Sex, blood, and death are the three elements present in every vampire story, or so explains Mr. Davies (Scott Speedman), the hunky English teacher at the Brangwyn boarding school and the only male character seen outside of flashback or fantasy in Mary Harron’s The Moth Diaries. Harron’s film, which takes place almost entirely within the creepy confines of the hotel turned girl’s high school, and which is heavily steeped in the conventions of the vampire narrative (even as it attempts to subvert them), features no shortage of blood and death. But like many a bloodsucker tale, the sexuality is largely repressed, finding its expression in—real or imagined—vampiric activity.
That both the vampire and her victims are all girls adds a decidedly lesbian twist to the narrative, commenting on Davies’s further contention that Dracula is primarily about the fear of female sexuality. In establishing the setting and characters, Harron, adapting Rachel Klein’s novel, quickly stakes out her own atmosphere of Gothic foreboding (largely thanks to the cavernous turn-of-the-century building where the film takes place), a deep immersion in vampire lore (the students read not only Dracula, but Sheridan Le Fanu’s classic tale of the undead, Camilla), and a repressed lesbianism. This last element is downplayed by Harron, but it’s present in the girl’s reaction to the matronly “dykes” who enforce the dorm rules with an iron fist, in the giddy bedroom parties the students stage, and, after the wan, mysterious vamp Ernessa (Lily Cole) joins the school, in the semi-romantic geometry that develops.
The central triangle of friendship and/or sexuality involves the lead character, Rebecca (Sarah Bolger), losing the attention of her bestie and object of subdued hero worship, Lucie (Sarah Gadon), to Ernessa, who holds sway over Lucie with a sort of supernatural power. Or so it seems to Rebecca, who, alone among the student body, believes Ernessa to be a vicious bloodsucker intent on destroying Lucie. Reality isn’t always easy to determine in Harron’s tricky film, as Rebecca is often given to fantasies (possibly including the film’s one outright instance of lesbian activity), but the film shows us enough material that can be taken objectively, to give credence to Rebecca’s theories.

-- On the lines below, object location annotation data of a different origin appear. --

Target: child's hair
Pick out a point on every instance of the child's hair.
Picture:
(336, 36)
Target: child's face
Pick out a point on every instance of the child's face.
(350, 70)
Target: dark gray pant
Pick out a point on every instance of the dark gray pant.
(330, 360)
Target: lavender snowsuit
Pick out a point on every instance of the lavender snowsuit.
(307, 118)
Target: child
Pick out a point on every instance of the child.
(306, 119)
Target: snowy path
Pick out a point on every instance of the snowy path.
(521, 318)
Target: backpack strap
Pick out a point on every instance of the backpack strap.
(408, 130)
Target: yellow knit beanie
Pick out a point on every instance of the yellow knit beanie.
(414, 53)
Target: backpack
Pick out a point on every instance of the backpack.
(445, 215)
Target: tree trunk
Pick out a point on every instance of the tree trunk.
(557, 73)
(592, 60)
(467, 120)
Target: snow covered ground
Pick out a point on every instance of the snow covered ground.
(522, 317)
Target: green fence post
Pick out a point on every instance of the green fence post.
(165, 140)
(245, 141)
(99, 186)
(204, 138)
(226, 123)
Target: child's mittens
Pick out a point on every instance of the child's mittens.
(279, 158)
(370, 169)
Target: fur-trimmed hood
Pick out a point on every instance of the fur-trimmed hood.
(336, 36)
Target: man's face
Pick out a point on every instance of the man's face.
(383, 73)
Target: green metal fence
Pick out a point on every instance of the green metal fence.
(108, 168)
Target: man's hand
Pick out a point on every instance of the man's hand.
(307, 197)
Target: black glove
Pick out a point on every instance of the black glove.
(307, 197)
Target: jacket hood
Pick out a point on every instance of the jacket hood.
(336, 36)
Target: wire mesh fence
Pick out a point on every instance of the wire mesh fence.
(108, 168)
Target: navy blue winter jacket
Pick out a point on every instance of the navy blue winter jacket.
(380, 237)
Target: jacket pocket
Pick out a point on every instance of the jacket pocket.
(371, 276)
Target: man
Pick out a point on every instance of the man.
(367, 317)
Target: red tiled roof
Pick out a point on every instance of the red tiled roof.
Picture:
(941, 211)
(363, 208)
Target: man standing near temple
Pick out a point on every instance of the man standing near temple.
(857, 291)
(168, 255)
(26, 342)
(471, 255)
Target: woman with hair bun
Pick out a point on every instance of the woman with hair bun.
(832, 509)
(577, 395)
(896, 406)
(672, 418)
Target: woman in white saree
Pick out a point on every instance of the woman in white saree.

Eventually, things begin to heat up and, as more and more of Rebecca’s friends either die or get expelled from class (all, according to our protagonist, Ernessa’s handiwork), Rebecca makes a desperate attempt to save Lucie from her seductresses’ clutches. Only then does the doubling of Rebecca and Ernessa—both have fathers who committed suicide, both are drawn to Lucie—begin to make sense, as the two come together to realize their bloody, final destiny.
But by this point, most of the film’s interest, generated not so much by the is-Ernessa-a-vampire-or-is-Rebecca-imagining-it ambiguity, but by the updating of the sexual tensions present in the classic bloodsucker novel, has been abandoned. Instead, we just get the inevitable de-sexualized showdown between “hero” and “villain,” which, while realized with some memorable imagery (a fantasy of bloody rain in the school library), isn’t nearly as compelling as many of the film’s earlier moments. There will be blood in the end, and there will be death, and fire to boot, but without the third element in Mr. Davies equation, this is one vampire film whose sexless, generic ending betrays a promise of revisionist complexity.